Products containing DMAA will now have to meet strict labelling and packaging requirements.
Dunne says he has also asked the Ministry of Health to look at legislation prohibiting the sale of large quantities of the pure chemical form of DMAA.
This will outlaw the sale of the substance, in any form other than as a tablet or capsule.
The Ministry will also consult the "party pill" industry on controls on the maximum dose of DMAA per tablet or capsule.
Dunne says the Ministry is working with other government agencies on the underlying policy and regulatory issues that needs to be worked through before DMAA can be scheduled as a restricted substance.

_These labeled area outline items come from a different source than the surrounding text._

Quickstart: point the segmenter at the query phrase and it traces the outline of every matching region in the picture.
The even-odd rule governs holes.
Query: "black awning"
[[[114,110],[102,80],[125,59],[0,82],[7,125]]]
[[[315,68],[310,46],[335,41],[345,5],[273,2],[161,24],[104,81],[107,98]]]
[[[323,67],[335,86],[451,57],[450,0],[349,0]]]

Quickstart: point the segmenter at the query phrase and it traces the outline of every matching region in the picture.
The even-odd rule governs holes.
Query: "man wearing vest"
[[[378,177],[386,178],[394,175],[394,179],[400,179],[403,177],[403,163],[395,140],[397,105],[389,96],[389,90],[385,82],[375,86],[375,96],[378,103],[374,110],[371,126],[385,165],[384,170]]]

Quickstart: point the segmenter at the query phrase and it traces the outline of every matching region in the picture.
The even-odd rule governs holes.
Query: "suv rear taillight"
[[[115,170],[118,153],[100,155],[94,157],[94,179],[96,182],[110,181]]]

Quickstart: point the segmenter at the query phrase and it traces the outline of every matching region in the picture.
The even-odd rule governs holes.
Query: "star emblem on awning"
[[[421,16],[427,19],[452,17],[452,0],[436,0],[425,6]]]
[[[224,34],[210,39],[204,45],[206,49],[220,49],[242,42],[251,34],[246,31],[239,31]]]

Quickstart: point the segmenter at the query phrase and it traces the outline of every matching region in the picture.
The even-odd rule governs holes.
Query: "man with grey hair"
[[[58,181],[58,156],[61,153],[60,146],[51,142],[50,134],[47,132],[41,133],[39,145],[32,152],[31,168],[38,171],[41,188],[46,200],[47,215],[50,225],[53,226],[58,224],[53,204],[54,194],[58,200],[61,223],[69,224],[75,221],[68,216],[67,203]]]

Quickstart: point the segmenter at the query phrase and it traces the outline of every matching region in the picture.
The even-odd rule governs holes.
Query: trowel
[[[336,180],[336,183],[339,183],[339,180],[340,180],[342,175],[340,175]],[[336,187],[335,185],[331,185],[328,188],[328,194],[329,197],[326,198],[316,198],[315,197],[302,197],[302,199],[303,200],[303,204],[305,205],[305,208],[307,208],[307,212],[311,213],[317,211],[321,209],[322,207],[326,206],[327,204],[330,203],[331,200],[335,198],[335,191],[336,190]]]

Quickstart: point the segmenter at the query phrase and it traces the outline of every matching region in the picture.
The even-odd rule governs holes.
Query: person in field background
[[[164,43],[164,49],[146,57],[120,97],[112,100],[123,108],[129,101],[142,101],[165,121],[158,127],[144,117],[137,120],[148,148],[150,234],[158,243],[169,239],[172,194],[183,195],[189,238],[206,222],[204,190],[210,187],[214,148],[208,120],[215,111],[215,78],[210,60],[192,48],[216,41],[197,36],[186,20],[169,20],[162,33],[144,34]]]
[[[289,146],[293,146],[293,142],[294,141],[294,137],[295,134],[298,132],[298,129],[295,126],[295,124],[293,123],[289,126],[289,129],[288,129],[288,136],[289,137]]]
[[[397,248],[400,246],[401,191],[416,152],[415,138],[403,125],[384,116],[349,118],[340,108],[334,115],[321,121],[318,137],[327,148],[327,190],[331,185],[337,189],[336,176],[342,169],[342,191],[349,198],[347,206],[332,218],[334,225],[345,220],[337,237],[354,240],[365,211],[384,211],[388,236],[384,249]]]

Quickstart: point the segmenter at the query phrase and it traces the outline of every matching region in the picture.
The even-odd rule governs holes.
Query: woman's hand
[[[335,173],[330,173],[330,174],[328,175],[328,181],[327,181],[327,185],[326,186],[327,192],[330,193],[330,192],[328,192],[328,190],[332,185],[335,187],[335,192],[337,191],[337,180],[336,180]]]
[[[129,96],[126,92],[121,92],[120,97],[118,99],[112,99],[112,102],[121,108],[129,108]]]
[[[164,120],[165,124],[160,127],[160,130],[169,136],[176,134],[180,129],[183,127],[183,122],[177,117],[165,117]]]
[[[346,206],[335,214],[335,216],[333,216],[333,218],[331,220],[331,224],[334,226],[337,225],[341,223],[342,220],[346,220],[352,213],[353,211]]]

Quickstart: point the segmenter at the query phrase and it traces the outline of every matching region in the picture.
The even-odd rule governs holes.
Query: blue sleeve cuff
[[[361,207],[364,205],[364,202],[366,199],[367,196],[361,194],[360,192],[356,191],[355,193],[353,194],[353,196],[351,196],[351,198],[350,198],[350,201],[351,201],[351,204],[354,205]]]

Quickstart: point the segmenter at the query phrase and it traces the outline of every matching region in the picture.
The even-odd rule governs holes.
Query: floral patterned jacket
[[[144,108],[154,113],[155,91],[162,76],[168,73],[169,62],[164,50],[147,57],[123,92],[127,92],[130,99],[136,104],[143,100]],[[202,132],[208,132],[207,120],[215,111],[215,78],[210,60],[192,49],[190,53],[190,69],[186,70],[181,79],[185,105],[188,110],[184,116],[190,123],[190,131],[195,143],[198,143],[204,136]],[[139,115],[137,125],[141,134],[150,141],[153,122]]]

"I am releasing the advice of the EACD now to warn consumers of the known risks of this substance and to place the "party pill" industry on notice that strict controls around products containing DMAA will be forthcoming," says Dunne.
DMAA has been linked with hospitalisations in Australia, but not in New Zealand as yet, with Saturday's announcement coming as a pre-emptive strike.
Party pill makers pleased
Party pill makers say they are pleased with the tightening of rules on the "new generation" pills.
Social Tonics Association spokesman Matt Bowden says it is something the manufacturers have been campaigning for.
He says tight regulation of the products makes much more sense than trying to ban them outright.
The party pill industry says that, if anything, the controls do not go far enough. They also want restrictions on the amount of DMAA per pill - a 75 milligram maximum.
"With BZP we never had dosage limits, the pills were too strong and some people got sick. Let's put dosage limits in place quickly this time," Bowden says.